Secret City Records • 2021

TAO is on-the-money-music that mystically aligns with where we are as a society and a culture at this moment.

There is a line early on in the song “Out of Touch” that pings a synapse in my brain every time I hear Shad sing it. “The people is sick,” he raps on the opening song of his latest album, TAO, “and nothing that a needle will fix.” Beyond the content of the bar itself, it’s Shad’s delivery that makes it jump out at me. Over the course of his musical career, Shad has refined his flow to the point where he drops his sharp witticisms with the timing of a comedic genius and forces listeners to think on multiple levels at once. I assumed the line was meant as a double reference to the COVID vaccine and the growing issue of vaccine hesitancy and the greater ills of our society – systemic racism, economic inequality, precarious employment, bigotry and intolerance. But you know what they say about assuming. According to Shad, he had finished TAO by the start of the pandemic in 2020. Turns out Shad was more in touch with the universe than even he realized at the time.

TAO is on-the-money-music that mystically aligns with where we are as a society and a culture at this moment. As a critique of capitalism, social media’s insidiousness, surveillance society, and the meaning of Black excellence, it exposes truths and misconceptions while espousing hope, unity, and the overriding belief that we are stronger together than divided. TAO is an album built on the premise that all things happen or exist by way of interconnection and that the further we as a society drift away from that connection and become isolated, the harder it will be to heal and become whole again. 

Lofty themes for sure, but Shad is no stranger to making mighty concepts relatable to the masses. TAO is by far his most fully realized work yet. Though many felt strongly about his 2018 concept album A Short Story About a War, I found that the Shad-grows-up-and-gets-serious vibe failed to connect. TAO is no less serious than its predecessor, but benefits from a return-to-form writing style that balances his quick wit, funny asides, and marvellous wordplay with some of his heaviest beats and darkest tones yet. “Work,” featuring frequent collaborator Scratch Bastid, is a left-field industrial bop that bristles with the grind of finding work while maintaining one’s dignity and humanity in the face of economic forces working in the opposite direction. He slams the point home mid-song: “I’m not a man / I am a workhorse /  I am a part of the workforce / I’m just not sure of the person or purpose I work for.” 

With “Black Averageness,” Shad brings expectations down to a realistic level, stating that the song is about “the humanity of ordinary Black folks. It affirms that to be human is to have limited abilities.” He does so with the catchiest and most accomplished beats on the album, an upbeat number that celebrates and honours those that get up each and every day and work hard for what they have: “So shout out all my Africans / Who learn to data process / To fatten up the pockets / Deal with racist bosses / Stanley at The Office.” Far from being an ode to mediocrity, “Black Averageness” nails TAO’s overarching thesis: in order for a society to fully function and be fertile for everyone, it needs people with ambitions striving for excellence just as much as it needs those who never reach it. 

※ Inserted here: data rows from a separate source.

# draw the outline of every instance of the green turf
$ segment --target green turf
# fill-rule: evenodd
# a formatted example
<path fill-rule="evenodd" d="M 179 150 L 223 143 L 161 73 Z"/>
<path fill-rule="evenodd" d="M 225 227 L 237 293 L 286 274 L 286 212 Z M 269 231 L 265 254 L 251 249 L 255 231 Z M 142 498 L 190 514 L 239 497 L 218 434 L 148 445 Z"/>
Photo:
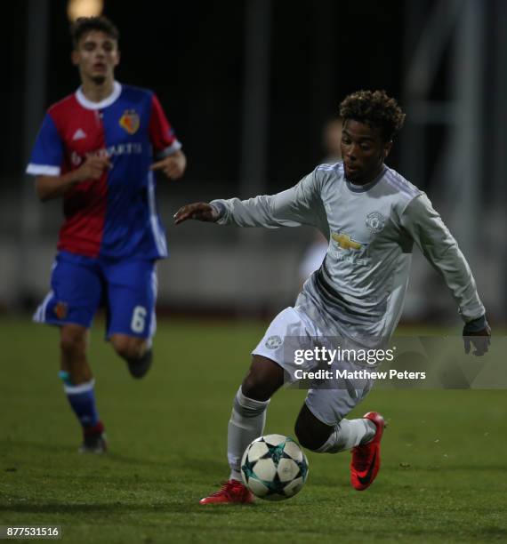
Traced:
<path fill-rule="evenodd" d="M 91 362 L 110 452 L 80 440 L 56 373 L 57 331 L 1 320 L 0 524 L 58 524 L 68 542 L 477 542 L 507 540 L 504 391 L 373 391 L 390 427 L 369 490 L 350 454 L 310 452 L 284 503 L 201 507 L 228 476 L 231 401 L 260 324 L 159 324 L 153 371 L 133 380 L 93 330 Z M 266 431 L 293 435 L 304 398 L 277 395 Z"/>

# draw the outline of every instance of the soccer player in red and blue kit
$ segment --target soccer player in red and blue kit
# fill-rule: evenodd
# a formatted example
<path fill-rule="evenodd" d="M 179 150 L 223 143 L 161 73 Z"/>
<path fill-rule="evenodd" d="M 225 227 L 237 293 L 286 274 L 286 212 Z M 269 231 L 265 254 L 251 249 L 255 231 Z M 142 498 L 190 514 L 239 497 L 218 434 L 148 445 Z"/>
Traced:
<path fill-rule="evenodd" d="M 106 450 L 86 356 L 97 309 L 135 378 L 148 372 L 156 329 L 156 261 L 167 256 L 154 171 L 182 176 L 186 158 L 158 100 L 114 78 L 118 31 L 105 17 L 71 28 L 82 85 L 52 106 L 27 168 L 44 202 L 63 199 L 51 292 L 34 319 L 60 330 L 60 378 L 84 431 L 83 452 Z"/>

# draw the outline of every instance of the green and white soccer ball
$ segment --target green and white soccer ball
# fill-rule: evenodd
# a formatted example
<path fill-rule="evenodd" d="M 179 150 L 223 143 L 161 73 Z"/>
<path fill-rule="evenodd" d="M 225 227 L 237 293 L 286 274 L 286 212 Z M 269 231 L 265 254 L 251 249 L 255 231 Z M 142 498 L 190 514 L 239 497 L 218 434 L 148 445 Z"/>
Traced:
<path fill-rule="evenodd" d="M 302 489 L 308 476 L 308 460 L 292 438 L 266 435 L 245 450 L 241 476 L 256 497 L 285 500 Z"/>

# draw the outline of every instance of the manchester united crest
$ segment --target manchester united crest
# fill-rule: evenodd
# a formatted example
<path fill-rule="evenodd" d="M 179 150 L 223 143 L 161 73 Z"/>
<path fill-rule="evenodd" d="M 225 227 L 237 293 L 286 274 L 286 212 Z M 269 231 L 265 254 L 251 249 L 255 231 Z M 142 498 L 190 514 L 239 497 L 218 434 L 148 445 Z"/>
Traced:
<path fill-rule="evenodd" d="M 366 227 L 372 234 L 377 234 L 385 227 L 385 217 L 380 212 L 372 212 L 366 215 Z"/>
<path fill-rule="evenodd" d="M 120 117 L 120 126 L 129 134 L 134 134 L 139 129 L 139 116 L 135 109 L 125 109 Z"/>

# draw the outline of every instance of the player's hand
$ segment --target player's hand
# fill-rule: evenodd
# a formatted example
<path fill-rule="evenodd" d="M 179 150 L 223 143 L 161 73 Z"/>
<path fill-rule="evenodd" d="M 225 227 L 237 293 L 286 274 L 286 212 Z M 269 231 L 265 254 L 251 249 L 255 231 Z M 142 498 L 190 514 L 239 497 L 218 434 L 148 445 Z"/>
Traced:
<path fill-rule="evenodd" d="M 182 151 L 176 151 L 176 153 L 151 164 L 151 170 L 161 170 L 171 180 L 181 178 L 186 167 L 187 157 Z"/>
<path fill-rule="evenodd" d="M 472 355 L 480 357 L 489 350 L 489 345 L 491 344 L 491 329 L 487 324 L 486 328 L 477 332 L 465 332 L 463 331 L 463 342 L 465 353 L 469 354 L 471 347 L 473 346 L 475 351 Z"/>
<path fill-rule="evenodd" d="M 180 208 L 174 213 L 175 225 L 179 225 L 189 219 L 214 223 L 218 220 L 218 212 L 205 202 L 196 202 Z"/>
<path fill-rule="evenodd" d="M 75 181 L 100 180 L 104 170 L 112 168 L 113 164 L 107 156 L 89 156 L 79 168 L 74 171 Z"/>

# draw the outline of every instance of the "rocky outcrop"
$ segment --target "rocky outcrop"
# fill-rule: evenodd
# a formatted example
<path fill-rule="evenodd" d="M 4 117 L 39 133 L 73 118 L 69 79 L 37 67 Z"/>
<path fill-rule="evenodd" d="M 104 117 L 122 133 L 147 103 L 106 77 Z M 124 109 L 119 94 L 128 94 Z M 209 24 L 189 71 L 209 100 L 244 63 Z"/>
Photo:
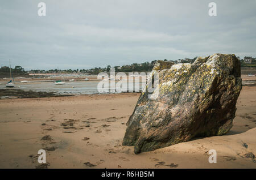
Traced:
<path fill-rule="evenodd" d="M 234 54 L 197 58 L 193 64 L 158 61 L 159 93 L 145 87 L 126 123 L 123 145 L 149 151 L 196 136 L 221 135 L 232 127 L 242 89 L 240 62 Z"/>

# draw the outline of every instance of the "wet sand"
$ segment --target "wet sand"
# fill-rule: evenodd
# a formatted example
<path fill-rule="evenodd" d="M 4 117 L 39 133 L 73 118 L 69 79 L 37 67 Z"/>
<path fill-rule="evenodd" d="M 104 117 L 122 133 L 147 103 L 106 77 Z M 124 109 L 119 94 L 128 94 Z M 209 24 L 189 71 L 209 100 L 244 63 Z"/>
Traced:
<path fill-rule="evenodd" d="M 226 135 L 135 155 L 122 140 L 139 96 L 0 100 L 0 168 L 256 168 L 255 87 L 243 87 Z M 47 165 L 38 162 L 40 149 Z"/>

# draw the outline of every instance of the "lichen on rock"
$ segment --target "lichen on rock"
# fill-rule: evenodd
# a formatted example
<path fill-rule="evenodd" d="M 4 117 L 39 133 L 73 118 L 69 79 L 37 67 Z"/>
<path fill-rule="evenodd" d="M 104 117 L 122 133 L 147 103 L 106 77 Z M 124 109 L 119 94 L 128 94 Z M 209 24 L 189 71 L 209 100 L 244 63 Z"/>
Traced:
<path fill-rule="evenodd" d="M 123 145 L 138 153 L 228 132 L 242 89 L 240 66 L 234 54 L 199 57 L 192 64 L 158 61 L 152 70 L 159 75 L 158 97 L 148 98 L 147 84 Z"/>

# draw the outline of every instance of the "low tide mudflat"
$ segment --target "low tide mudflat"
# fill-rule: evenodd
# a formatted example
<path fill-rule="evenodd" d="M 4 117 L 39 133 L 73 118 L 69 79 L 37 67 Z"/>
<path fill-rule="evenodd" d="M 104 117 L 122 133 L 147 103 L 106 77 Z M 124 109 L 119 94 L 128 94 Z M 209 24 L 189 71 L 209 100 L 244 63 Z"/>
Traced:
<path fill-rule="evenodd" d="M 0 168 L 256 168 L 248 156 L 256 155 L 255 86 L 243 87 L 225 135 L 135 155 L 122 141 L 139 95 L 1 100 Z M 37 160 L 41 149 L 44 166 Z M 210 149 L 216 164 L 208 162 Z"/>

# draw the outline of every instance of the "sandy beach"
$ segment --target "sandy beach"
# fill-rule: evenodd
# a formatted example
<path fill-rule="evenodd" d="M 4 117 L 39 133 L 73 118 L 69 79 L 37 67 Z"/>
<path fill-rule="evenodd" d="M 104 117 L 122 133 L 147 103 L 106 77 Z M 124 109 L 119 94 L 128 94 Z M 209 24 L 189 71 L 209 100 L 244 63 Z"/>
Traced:
<path fill-rule="evenodd" d="M 0 100 L 0 168 L 256 168 L 248 155 L 256 155 L 255 86 L 243 87 L 225 135 L 135 155 L 122 141 L 139 95 Z M 38 162 L 41 149 L 46 166 Z"/>

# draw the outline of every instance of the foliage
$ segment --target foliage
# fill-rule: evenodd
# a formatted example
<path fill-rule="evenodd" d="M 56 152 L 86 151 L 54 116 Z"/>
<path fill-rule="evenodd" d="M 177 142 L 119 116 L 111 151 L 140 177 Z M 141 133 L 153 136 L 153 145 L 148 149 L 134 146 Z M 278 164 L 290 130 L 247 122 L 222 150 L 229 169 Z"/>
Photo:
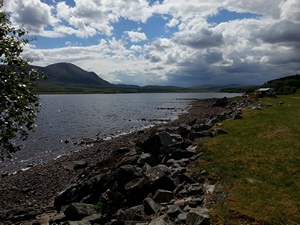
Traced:
<path fill-rule="evenodd" d="M 198 169 L 227 193 L 212 209 L 214 224 L 300 224 L 299 99 L 263 98 L 273 106 L 243 110 L 242 120 L 222 123 L 227 135 L 199 145 Z"/>
<path fill-rule="evenodd" d="M 297 74 L 271 80 L 262 87 L 274 88 L 278 95 L 295 94 L 300 89 L 300 75 Z"/>
<path fill-rule="evenodd" d="M 2 4 L 0 2 L 0 8 Z M 43 74 L 29 70 L 29 59 L 23 59 L 23 46 L 28 39 L 23 38 L 23 28 L 11 26 L 8 15 L 0 11 L 0 157 L 10 154 L 20 147 L 13 143 L 18 138 L 26 140 L 29 131 L 34 130 L 36 112 L 39 108 L 38 96 L 32 92 L 34 81 Z"/>
<path fill-rule="evenodd" d="M 290 95 L 300 90 L 300 75 L 287 76 L 270 80 L 263 85 L 252 88 L 224 88 L 220 92 L 251 94 L 259 88 L 274 88 L 277 95 Z"/>
<path fill-rule="evenodd" d="M 103 208 L 104 208 L 104 204 L 102 202 L 98 202 L 95 206 L 94 206 L 95 210 L 97 213 L 102 213 L 103 212 Z"/>

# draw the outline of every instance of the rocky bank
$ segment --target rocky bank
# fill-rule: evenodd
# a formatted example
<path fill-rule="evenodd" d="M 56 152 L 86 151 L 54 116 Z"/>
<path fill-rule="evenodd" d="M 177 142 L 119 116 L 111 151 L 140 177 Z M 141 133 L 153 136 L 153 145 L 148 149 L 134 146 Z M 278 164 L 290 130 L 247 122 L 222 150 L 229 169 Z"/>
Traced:
<path fill-rule="evenodd" d="M 0 224 L 209 224 L 224 193 L 192 170 L 197 143 L 226 134 L 252 100 L 195 100 L 168 124 L 98 140 L 93 147 L 5 176 Z M 214 198 L 212 198 L 214 196 Z"/>

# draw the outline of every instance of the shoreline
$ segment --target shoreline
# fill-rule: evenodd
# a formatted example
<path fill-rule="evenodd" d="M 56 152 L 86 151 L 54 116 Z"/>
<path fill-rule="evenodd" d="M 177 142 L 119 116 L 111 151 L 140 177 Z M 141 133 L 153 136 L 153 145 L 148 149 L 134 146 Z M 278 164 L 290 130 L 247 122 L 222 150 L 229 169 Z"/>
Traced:
<path fill-rule="evenodd" d="M 214 101 L 215 99 L 194 100 L 188 112 L 179 115 L 174 121 L 121 135 L 111 140 L 102 140 L 92 147 L 4 177 L 0 180 L 0 217 L 1 212 L 12 209 L 30 209 L 36 214 L 53 210 L 54 198 L 67 186 L 73 184 L 85 168 L 108 159 L 113 151 L 122 148 L 131 149 L 133 145 L 144 142 L 163 127 L 171 129 L 193 119 L 212 118 L 227 110 L 223 107 L 213 107 Z M 74 162 L 78 161 L 85 162 L 85 166 L 76 169 Z"/>

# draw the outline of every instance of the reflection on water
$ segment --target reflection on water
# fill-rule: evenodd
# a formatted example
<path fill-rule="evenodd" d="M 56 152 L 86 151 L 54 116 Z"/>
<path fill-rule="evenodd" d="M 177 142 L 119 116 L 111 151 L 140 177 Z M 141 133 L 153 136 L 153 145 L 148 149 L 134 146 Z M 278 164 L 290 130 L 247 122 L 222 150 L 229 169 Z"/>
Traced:
<path fill-rule="evenodd" d="M 191 99 L 231 97 L 225 93 L 41 95 L 37 132 L 22 143 L 1 171 L 16 171 L 80 150 L 84 138 L 108 138 L 175 119 Z"/>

Shad describes the inspiration for TAO as an image of a circle, breaking into small pieces that float apart and disappear, representing society’s slow decline towards isolation and disintegration. He could have framed the album as a critique and left it at that and no one would blame him; it’s been a shitty couple of years and we’re all living in our own little bubbles without any answers on how to re-establish connections. Instead, Shad has crafted a call-to-arms, a rallying cry. TAO calls on each of us to reach out, reverse course, and reconnect with other people, our environment and the world around us, and — most importantly — our humanity.